L’IA peut identifier les personnes ayant un rythme cardiaque anormal


Des enquêteurs du Smidt Heart Institute de Cedars-Sinai ont découvert qu’un algorithme d’intelligence artificielle (IA) peut détecter un rythme cardiaque anormal chez les personnes ne présentant pas encore de symptômes.

L’algorithme, qui a identifié des signaux cachés dans les tests de diagnostic médical courants, pourrait aider les médecins à mieux prévenir les accidents vasculaires cérébraux et autres complications cardiovasculaires chez les personnes atteintes de fibrillation auriculaire, le type de trouble du rythme cardiaque le plus courant.

Les algorithmes développés précédemment ont été principalement utilisés dans les populations blanches. Cet algorithme fonctionne dans divers contextes et populations de patients, notamment les anciens combattants américains et les populations mal desservies. Les résultats ont été publiés aujourd’hui dans la revue à comité de lecture JAMA Cardiologie.

« Cette recherche permet de mieux identifier une maladie cardiaque cachée et indique la meilleure façon de développer des algorithmes équitables et généralisables à tous les patients », a déclaré David Ouyang, MD, cardiologue au département de cardiologie du Smidt Heart Institute de Cedars. -Sinai, chercheur à la Division de l’intelligence artificielle en médecine et auteur principal de l’étude.

Les experts estiment qu’environ 1 personne sur 3 atteinte de fibrillation auriculaire ne sait pas qu’elle en est atteinte.

Dans la fibrillation auriculaire, les signaux électriques du cœur qui régulent le pompage du sang des cavités supérieures vers les cavités inférieures sont chaotiques. Cela peut provoquer une accumulation de sang dans les cavités supérieures et la formation de caillots sanguins qui peuvent se déplacer vers le cerveau et déclencher un accident vasculaire cérébral ischémique.

Pour créer l’algorithme, les enquêteurs ont programmé un outil d’intelligence artificielle pour étudier les modèles trouvés dans les lectures d’électrocardiogramme. Un électrocardiogramme est un test qui surveille les signaux électriques du cœur.
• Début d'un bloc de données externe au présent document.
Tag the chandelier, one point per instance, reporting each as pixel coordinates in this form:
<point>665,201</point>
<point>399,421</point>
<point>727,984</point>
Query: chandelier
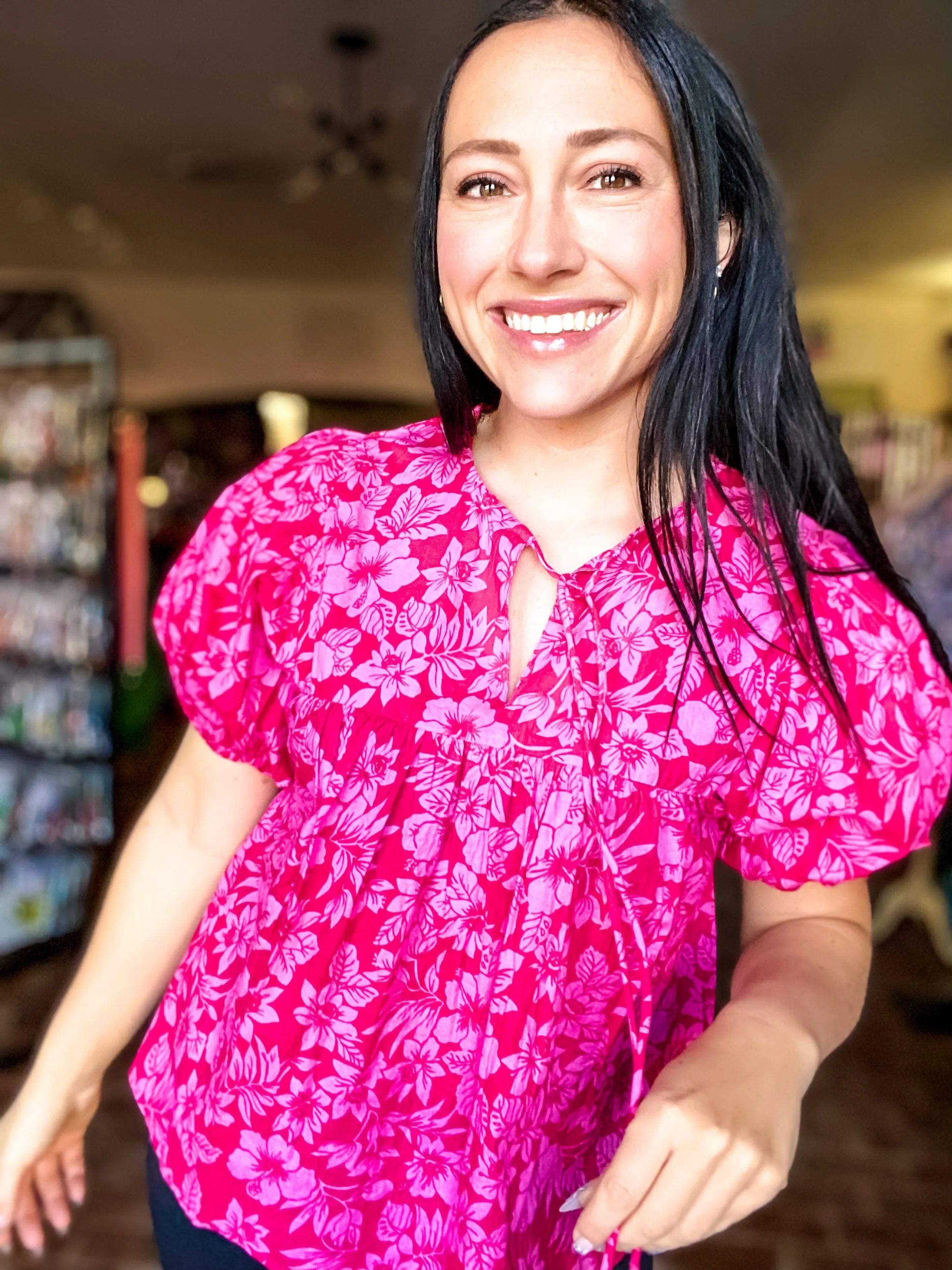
<point>347,136</point>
Les personnes qui subissent ce test ont des électrodes placées sur leur corps qui détectent l’activité électrique du cœur.

Le programme a été formé pour analyser les lectures d’électrocardiogramme prises entre le 1er janvier 1987 et le 31 décembre 2022 auprès de patients vus dans deux réseaux de santé des Anciens Combattants. L’algorithme a été entraîné sur près d’un million d’électrocardiogrammes et a prédit avec précision que les patients souffriraient de fibrillation auriculaire dans les 31 jours.
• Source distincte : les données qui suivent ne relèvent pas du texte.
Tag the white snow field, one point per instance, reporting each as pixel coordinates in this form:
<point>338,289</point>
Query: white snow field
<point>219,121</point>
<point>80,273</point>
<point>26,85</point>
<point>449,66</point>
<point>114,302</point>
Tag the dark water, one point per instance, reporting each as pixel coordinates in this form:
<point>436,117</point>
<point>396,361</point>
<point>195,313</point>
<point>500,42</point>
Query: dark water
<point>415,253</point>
Le modèle d’IA a également été appliqué aux dossiers médicaux des patients de Cedars-Sinai et a prédit de la même manière – et avec précision – les cas de fibrillation auriculaire dans les 31 jours.

« Cette étude sur les anciens combattants était géographiquement et ethniquement diversifiée, ce qui indique que l’application de cet algorithme pourrait bénéficier à la population générale aux États-Unis », a déclaré Sumeet Chugh, MD, directeur de la Division de l’intelligence artificielle en médecine au Département de médecine et médecine. directeur du Centre du rythme cardiaque du Département de cardiologie. « Cette recherche illustre l’une des nombreuses façons dont les chercheurs du Smidt Heart Institute et de la Division de l’intelligence artificielle en médecine utilisent l’IA pour aborder la gestion préventive de maladies cardiaques complexes et difficiles.

L’étude était le fruit d’un effort de collaboration entre des médecins et des enquêteurs des hôpitaux Cedar-Sinai et des hôpitaux des anciens combattants de San Francisco et de Palo Alto. Outre Ouyang, les enquêteurs de Cedars-Sinai, Grant Duffy et John Theurer, ont travaillé sur l’étude.

Les enquêteurs prévoient de continuer à étudier l’algorithme dans le cadre d’essais cliniques prospectifs pour savoir s’il aide à identifier les personnes à risque de crise cardiaque et d’accident vasculaire cérébral. Ils prévoient également de développer davantage d’algorithmes d’IA.

Financement : L’étude a été financée par les National Institutes of Health et le Département américain des Anciens Combattants.